De nouvelles valeurs
Si
le colonialisme puis le libéralisme ont été vecteurs de l’utopie de la
croissance, qu’est-ce qui sera vecteur de ce que certains appellent la
décroissance ou simplicité volontaire, réclamée par les actuels enjeux
planétaires ?
Les
nouvelles valeurs doivent sûrement tourner autour des notions
d’équilibre, de diversité et de complémentarité, dans la prise de
conscience que nous dépendons de ce qui nous entoure tout comme nous
sommes en constant échange avec cet environnement, humain ou non humain.
Le
vecteur ne doit plus seulement se décliner du Nord vers le Sud sur la
question de l’après-développement, mais du Sud vers le Nord également.
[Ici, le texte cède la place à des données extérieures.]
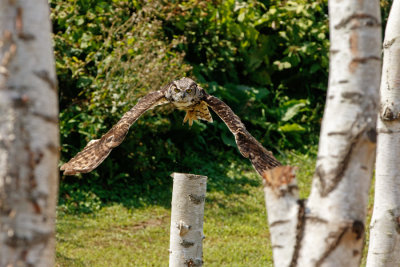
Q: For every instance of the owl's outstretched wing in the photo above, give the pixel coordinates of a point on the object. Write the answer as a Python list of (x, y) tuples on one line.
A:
[(249, 147), (97, 150)]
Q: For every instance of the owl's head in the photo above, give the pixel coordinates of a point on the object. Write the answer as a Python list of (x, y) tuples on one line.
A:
[(183, 92)]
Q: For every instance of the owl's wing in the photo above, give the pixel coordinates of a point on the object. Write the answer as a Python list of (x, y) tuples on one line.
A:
[(249, 147), (97, 150)]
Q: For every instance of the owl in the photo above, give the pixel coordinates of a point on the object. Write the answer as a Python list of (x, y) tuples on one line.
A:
[(185, 94)]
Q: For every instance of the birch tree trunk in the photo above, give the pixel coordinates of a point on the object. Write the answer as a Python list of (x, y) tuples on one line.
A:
[(28, 135), (328, 229), (384, 245), (186, 239)]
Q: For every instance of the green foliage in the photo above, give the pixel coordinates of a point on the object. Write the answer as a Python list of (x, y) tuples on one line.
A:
[(255, 55), (139, 237)]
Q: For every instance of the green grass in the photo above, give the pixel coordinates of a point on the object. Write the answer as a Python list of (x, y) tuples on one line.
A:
[(235, 226)]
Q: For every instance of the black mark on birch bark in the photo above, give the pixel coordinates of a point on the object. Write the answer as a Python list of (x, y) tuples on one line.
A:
[(372, 135), (353, 97), (358, 228), (360, 20), (333, 240), (197, 199), (186, 244), (362, 60), (315, 219), (389, 43), (389, 115), (19, 26), (299, 232)]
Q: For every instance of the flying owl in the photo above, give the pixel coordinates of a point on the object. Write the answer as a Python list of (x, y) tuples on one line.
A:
[(184, 94)]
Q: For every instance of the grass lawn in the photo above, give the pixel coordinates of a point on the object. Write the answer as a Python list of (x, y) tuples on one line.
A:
[(235, 226)]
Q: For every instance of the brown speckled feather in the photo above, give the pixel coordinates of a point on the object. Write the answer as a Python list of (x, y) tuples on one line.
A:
[(96, 151), (249, 147)]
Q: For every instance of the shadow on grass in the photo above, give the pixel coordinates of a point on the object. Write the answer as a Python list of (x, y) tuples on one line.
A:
[(225, 174), (62, 260)]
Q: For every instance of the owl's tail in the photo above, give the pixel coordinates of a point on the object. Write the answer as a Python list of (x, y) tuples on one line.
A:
[(199, 112)]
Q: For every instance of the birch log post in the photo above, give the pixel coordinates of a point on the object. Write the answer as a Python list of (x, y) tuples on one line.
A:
[(328, 229), (28, 135), (384, 244), (186, 239)]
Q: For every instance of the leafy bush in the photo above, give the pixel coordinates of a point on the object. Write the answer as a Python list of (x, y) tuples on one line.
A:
[(255, 55)]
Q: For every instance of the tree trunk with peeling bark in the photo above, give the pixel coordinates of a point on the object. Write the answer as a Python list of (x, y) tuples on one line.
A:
[(28, 135), (384, 245), (328, 228), (186, 239)]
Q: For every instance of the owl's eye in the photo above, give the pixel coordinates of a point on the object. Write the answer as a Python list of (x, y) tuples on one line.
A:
[(176, 90)]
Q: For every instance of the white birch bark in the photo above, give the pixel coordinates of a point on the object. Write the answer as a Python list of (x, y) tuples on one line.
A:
[(328, 229), (28, 135), (186, 239), (285, 213), (384, 245), (336, 210)]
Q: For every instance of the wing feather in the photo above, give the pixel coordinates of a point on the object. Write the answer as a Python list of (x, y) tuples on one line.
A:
[(96, 151), (249, 147)]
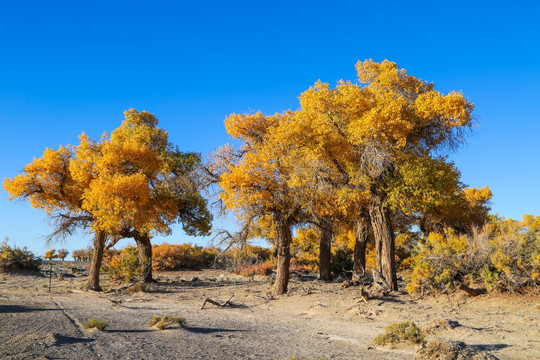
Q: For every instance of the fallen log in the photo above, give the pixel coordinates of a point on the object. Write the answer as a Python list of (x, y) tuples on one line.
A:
[(471, 291)]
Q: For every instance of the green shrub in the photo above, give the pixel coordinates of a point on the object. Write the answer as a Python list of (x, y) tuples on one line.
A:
[(161, 322), (14, 258), (95, 323), (403, 332)]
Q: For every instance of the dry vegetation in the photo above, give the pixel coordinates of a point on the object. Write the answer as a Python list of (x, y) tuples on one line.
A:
[(315, 320)]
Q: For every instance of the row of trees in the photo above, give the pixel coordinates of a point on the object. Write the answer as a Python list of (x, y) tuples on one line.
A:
[(131, 184), (366, 156)]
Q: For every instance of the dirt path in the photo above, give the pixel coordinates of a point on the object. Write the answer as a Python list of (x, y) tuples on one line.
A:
[(315, 321)]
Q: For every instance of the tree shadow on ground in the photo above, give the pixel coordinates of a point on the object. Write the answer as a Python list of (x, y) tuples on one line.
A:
[(488, 347), (129, 331)]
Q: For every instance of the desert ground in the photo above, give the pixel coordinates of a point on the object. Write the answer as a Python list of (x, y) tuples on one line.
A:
[(315, 320)]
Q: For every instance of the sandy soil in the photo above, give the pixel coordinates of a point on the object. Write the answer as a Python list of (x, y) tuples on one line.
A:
[(314, 321)]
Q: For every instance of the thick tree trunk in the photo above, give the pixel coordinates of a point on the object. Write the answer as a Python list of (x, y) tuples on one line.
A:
[(283, 235), (359, 255), (97, 258), (325, 250), (145, 255), (384, 239)]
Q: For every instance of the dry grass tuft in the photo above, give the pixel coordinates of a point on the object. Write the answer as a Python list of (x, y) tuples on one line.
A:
[(161, 322), (95, 323)]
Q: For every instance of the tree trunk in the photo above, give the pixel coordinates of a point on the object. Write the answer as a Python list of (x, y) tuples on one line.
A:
[(145, 255), (283, 235), (325, 250), (359, 255), (384, 239), (97, 258)]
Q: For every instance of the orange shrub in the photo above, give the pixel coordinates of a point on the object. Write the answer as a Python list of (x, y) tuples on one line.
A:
[(263, 269)]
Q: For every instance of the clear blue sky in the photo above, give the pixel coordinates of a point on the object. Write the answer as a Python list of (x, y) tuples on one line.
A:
[(70, 66)]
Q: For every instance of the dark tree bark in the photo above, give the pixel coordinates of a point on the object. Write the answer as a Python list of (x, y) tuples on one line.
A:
[(283, 237), (97, 258), (359, 254), (145, 254), (384, 239), (325, 249)]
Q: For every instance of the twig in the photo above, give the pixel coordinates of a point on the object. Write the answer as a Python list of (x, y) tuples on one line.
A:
[(214, 302)]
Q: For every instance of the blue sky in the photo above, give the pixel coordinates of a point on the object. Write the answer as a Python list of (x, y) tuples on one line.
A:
[(68, 67)]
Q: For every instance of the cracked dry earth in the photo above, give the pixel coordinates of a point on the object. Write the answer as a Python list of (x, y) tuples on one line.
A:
[(314, 321)]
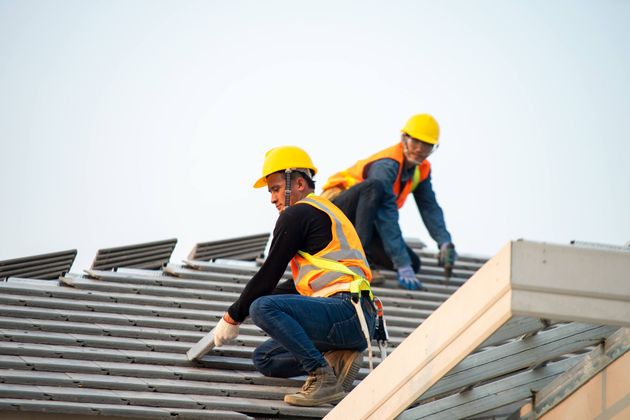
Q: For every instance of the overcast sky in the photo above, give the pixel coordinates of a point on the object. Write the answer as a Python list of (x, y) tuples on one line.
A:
[(130, 121)]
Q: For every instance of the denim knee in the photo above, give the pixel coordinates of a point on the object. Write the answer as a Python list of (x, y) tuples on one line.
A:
[(258, 308), (261, 361)]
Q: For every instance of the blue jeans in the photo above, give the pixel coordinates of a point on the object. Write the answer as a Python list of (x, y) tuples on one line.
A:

C’est alors supposer que nous soyons aptes à écouter ce qui vient de là
et à échanger. C’est supposer que notre système de pensée et de valeurs
puissent évoluer.
C’est
aussi supposer que nous soyons ouverts à ces nouvelles valeurs :
« équilibre » contre « croissance », « diversité » contre « uniformité »
de la mondialisation.
[1]
« Peuples Indigènes : Humanité et environnement durables » : un film
sur Identité, Spiritualité, Culture et Droits des Peuples Autochtones,
face au Développement Durable.
Un film documentaire de 45’, témoignage des propositions des Peuples Indigènes au Sommet
Mondial du Développement Durable - Johannesbourg- 2002
[2]Philippe Descola, La nature domestique. Symbolisme et praxis dans l’écologie des Achuar, Paris, Maison des sciences de l’homme, 1986.
[3] Wayne Barker, Termites blancs et fourmis vertes, Ethnies, 1999, vol 13 n°24-25, pp 195-211
[4] Centre-Nord de la Californie : Le peuple Wintu
[5] Extrait de NAMIBIA, Africa's Harsh Paradise, par A. Bannister et P. Johnson, interprété de l'anglais par Bob Dangerfield
[6] Marshall Sahlins, Age de pierre, Age d’abondance, 1976, resp p 51 et p 111.
[7] Gerardo Reichel-Dolmatoff, The Kogi Indians and the environment Impending disaster, The Ecologist, vol 13, n°1, janvier-février 1983.
[8] Ken Darrow and Mike Saxenian, Appropriate Technology Sourcebook, Village Earth
The Consortium for Sustainable Village-Based Development.
The Consortium for Sustainable Village-Based Development.
[9] Jean-Patrick Costa, L’homme-Nature, La pensée écologique, Paris, 2000, p 24.